İlk defa yetim, öksüz duygularımın başını okşadı. Ben ona tokat attım.
Elimi kaldırıp kızarmış avucuma baktım. O tokadı başkasına aşık olduğu için attım. Başkasına ait olduğu için attım.
Defalarca özür diledi giderken. Defalarca yetim bıraktı kalbimi. Bir an tamamladığı herşeyi, tamamen eksiltti.
Ne zamandan beridir aynı yerde duruyorum bilmiyorum. Kalbimi susturmaya çalışıyorum...
Onun ardından ağlama ne olur.
Sende suçunu bil, onun yüzünden bana yük olduğun yeter kalbim!.
Evdeki Sessizliği bozan telefonumun sesiyle etrafıma baktım. İlerleyip koltuğun üzerindeki telefonu aldım.
Akif arıyor...
Ekrandaki isime baktım... Karşılaştığımız günden beri defalarca telefonda konuştuk. dünde aynı kafede buluşup, kahve içtik.

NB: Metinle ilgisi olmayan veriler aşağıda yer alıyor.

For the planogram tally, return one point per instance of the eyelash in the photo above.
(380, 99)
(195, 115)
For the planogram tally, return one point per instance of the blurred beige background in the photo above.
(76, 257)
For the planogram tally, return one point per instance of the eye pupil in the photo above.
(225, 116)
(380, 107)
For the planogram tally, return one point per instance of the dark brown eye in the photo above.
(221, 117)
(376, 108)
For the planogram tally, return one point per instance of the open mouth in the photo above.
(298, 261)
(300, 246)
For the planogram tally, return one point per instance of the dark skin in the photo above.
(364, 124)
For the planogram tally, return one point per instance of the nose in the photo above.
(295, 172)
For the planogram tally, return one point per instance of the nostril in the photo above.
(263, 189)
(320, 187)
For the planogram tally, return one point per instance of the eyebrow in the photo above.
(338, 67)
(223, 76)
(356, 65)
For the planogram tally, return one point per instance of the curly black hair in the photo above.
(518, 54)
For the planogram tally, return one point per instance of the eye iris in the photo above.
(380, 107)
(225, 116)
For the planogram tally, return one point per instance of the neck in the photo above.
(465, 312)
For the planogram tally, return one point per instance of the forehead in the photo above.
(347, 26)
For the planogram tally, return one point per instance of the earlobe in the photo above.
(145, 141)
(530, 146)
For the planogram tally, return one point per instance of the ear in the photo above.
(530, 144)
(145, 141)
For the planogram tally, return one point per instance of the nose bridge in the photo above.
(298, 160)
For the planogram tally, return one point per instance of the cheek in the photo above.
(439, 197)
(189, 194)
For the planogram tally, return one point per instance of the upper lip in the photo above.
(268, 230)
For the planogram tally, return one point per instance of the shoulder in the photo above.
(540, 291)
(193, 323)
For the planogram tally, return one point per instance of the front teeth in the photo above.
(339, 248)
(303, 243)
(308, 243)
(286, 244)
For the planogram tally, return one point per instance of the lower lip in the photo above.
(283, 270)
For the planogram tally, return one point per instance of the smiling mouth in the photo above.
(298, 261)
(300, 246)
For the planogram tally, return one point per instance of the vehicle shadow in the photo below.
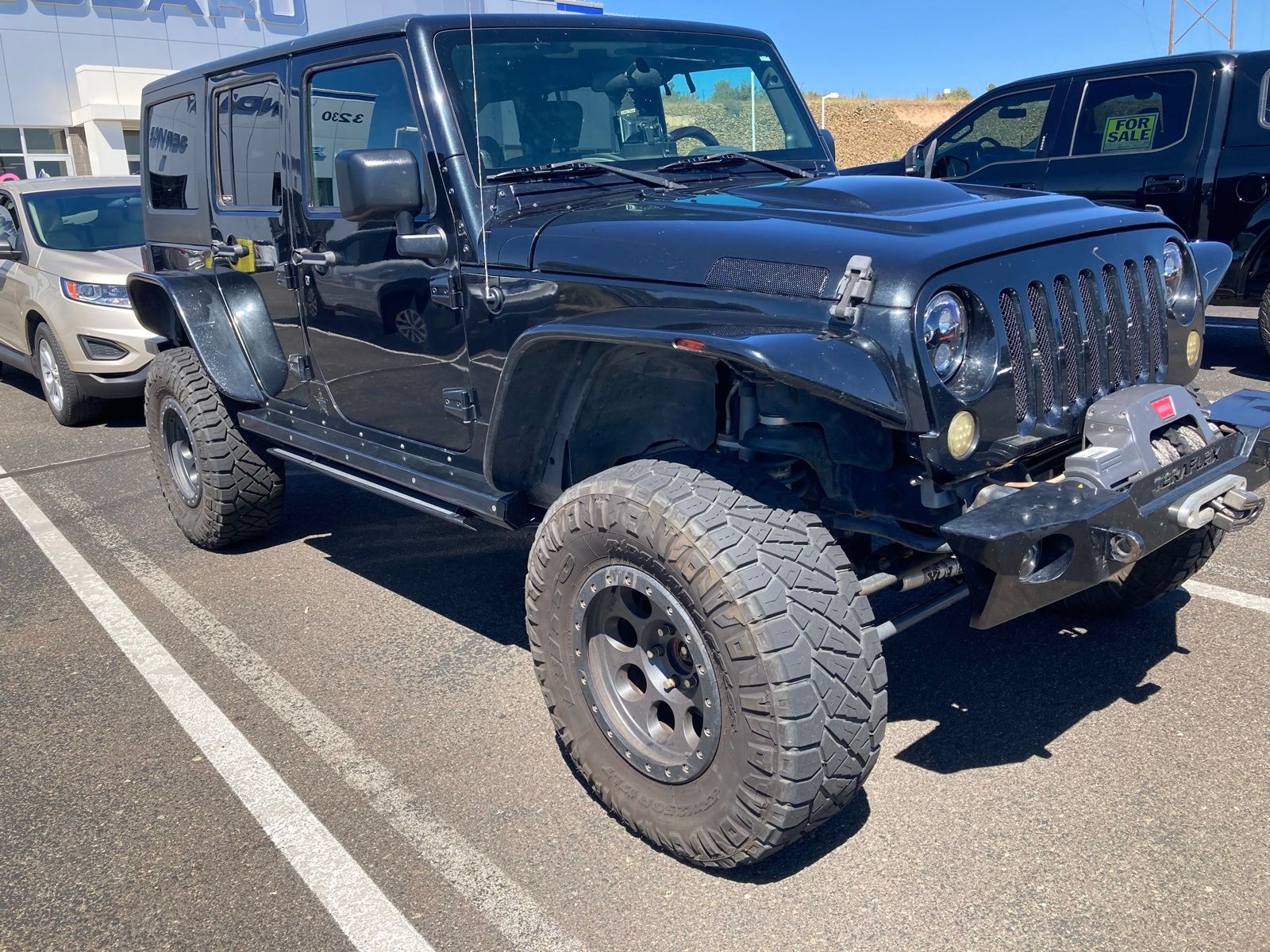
(1237, 349)
(474, 578)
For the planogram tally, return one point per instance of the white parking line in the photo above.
(476, 877)
(1257, 603)
(357, 905)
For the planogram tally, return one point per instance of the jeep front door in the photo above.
(385, 332)
(249, 184)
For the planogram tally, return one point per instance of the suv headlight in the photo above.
(88, 294)
(945, 330)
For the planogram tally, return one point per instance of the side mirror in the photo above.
(829, 145)
(914, 159)
(378, 184)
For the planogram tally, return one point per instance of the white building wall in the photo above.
(70, 63)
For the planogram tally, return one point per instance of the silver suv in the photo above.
(67, 249)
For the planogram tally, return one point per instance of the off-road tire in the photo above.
(780, 609)
(76, 408)
(1264, 321)
(243, 488)
(1165, 569)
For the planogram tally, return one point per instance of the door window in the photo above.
(360, 106)
(1134, 113)
(1005, 130)
(249, 145)
(171, 163)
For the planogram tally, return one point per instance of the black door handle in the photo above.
(1164, 184)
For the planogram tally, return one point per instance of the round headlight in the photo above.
(1172, 270)
(944, 328)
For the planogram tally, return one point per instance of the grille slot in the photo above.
(1018, 352)
(1096, 336)
(1071, 338)
(1095, 329)
(1156, 328)
(1043, 343)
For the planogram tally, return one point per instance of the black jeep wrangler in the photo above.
(602, 278)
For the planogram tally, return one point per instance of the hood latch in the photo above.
(854, 290)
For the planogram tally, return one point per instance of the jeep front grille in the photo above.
(1076, 343)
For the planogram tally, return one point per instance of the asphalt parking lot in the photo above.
(1043, 786)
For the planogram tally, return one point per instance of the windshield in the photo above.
(87, 220)
(620, 95)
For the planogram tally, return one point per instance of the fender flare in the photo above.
(539, 386)
(224, 317)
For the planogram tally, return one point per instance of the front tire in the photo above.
(220, 486)
(732, 619)
(67, 403)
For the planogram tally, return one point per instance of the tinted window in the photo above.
(171, 162)
(249, 145)
(1133, 113)
(1003, 130)
(632, 97)
(364, 106)
(89, 220)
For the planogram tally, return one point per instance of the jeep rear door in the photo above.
(1134, 139)
(387, 333)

"Alo" dedim telefonu açıp kulağıma götürerek.
"Ece, müsait misin?"
Neden sorduğunu kestiremediğim için kararsızca "sayılır" dedim.
"Ben dışardayım, acıktım. Aslında tek başıma yemek yemeyi sevmiyorum. belki sende gelirsin... Sormak istedim"
Dudaklarımdaki acı gülümsemeye engel olamadım. İlk defa benim gibi yalnız yemek yemeyi sevmeyen birine rastladım, mutlu değilim ama bir şey var yüzümü güldüren ve gözlerimi dolduran...
"Cevap vermeyecek misin? Açlıktan ölmemi mi bekleyeceksin?" Bu sefer gerçekten güldüm. "Benden önce kiminle yiyordun?" Dedim ikimizinde sözleri şakayla karışıktı.
"Senden önce yalnız olduğumu fark etmemişim" demesiyle gülüşüm soldu. Bir yabancıya doğru koşuyor gibiydim, garip bir şekilde kötü hissetmiyorum. "Hadi, geliyorum de. Yada konum at seni almaya geleyim"
Sanki görüyormüş gibi başımı olumsuzca salladım. "Ben gelemem şimdi, kızlar gelmeden onlara yemek yapmalıyım" dedim. Karşıdan sıkıntılı bir nefes sesi geldi. "Yapma! Bir akşamlığına onların annesiymiş gibi davranma" dedi. Onunla konuştuğumuz bu birkaç gün içerisinde o kadar çok Afra ile Şeyma dan bahsettim ki Akif neredeyse bizimle ilgili her şeyi biliyor. İlk defa bir yabancıyla konuşmak hoşuma gidiyor, ilk defa biriyle konuşmak çok Güzel geliyor.
"Anneleri gibi davranmıyorum. Onlar için bir şey yapmak iyi geliyor bana"
"Anlıyorum ama.. hem sen dememiş mıydın, kızlardan biri gece çalışıyor, diğeride bakar başının çaresine" Akif'in ısrarcı hallerini yadırgamıyorum artık.
Derin bir nefes alıp verdim. "Evet, Afra bu gece işte olacak ama Şeyma bir saatte gelir" dedim. Normalde biz Şeyma ile birlikte çıkardık işten ama bugün onun mesaiye kalması gerekti.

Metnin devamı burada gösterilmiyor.